Tabi ki! Yazdığım filmin ismi “ Yabancı.” Senaryoyu Tolstoy’un o meşhur cümlesinden esinlenerek yazdım. “Bütün muhteşem hikayeler iki şekilde başlar, ya biri bir yolculuğa çıkar ya da şehre bir yabancı gelir.” Film ağır psikolojik travmalar geçiren Suriyeli bir mültecinin kendi yurdunu terk edip Türkiye üzerinden Avrupa’ya kaçış hikayesini anlatıyor. Senaryonun adı “Yabancı” çünkü, bu kaçış sürecini ele alırken aynı zamanda sosyolojik anlamda yabancılaşma kavramını özellikle de kişinin kendine yabancılaşmasını anlatmaya çalıştım.
Türkçe dışında Kürtçe de yazıyorum.
Son olarak sinema sana ne ifade ediyor, edebiyat ve sinema ilişkisini nasıl yorumlarsın?

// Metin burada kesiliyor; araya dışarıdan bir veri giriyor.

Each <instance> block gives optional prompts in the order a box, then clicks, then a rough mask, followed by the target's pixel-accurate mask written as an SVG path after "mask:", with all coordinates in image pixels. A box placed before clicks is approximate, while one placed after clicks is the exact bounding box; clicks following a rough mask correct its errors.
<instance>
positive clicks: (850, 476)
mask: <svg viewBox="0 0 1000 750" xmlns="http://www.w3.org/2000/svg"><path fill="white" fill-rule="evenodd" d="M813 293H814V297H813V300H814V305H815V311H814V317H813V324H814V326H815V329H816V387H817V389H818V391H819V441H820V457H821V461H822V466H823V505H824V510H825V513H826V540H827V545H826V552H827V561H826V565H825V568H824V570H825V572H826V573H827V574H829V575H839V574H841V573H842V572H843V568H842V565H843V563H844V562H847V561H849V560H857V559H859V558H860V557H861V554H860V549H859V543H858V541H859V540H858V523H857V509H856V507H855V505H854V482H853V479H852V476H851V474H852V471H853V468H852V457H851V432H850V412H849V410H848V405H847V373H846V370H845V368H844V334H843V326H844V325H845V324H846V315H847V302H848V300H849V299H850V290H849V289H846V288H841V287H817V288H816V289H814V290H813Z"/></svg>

Ben sinemayı kelimenin tam anlamıyla sınıfsal bir savaşın estetize edilmiş, öncü birliği olarak görüyorum. Bütün sanat dalları ve özellikle sinema bana göre halkçıdır ya da halkçı olmalıdır. Zengin ile fakirin, sömüren ile sömürülen savaşında en temel karşı duruşlardan biridir. Daha güzel, eşitlikçi, yaşanılabilir bir dünya için kocaman bir ‘YETER ‘dir.
Sanat dalları içerisinde sinemayla belki de en fazla ilişki içerisinde olan edebiyattır. Sinema daha ilk dönemlerinden itibaren edebiyatın mirası üzerine konmuştur. Bunu en belirgin şekilde dünya klasiklerinin sinemaya uyarlamaları biçiminde görmekteyiz. Bu uyarlamalar, günümüzde de hem sinema dünyasında hem televizyon dizilerinde artarak devam etmektedir.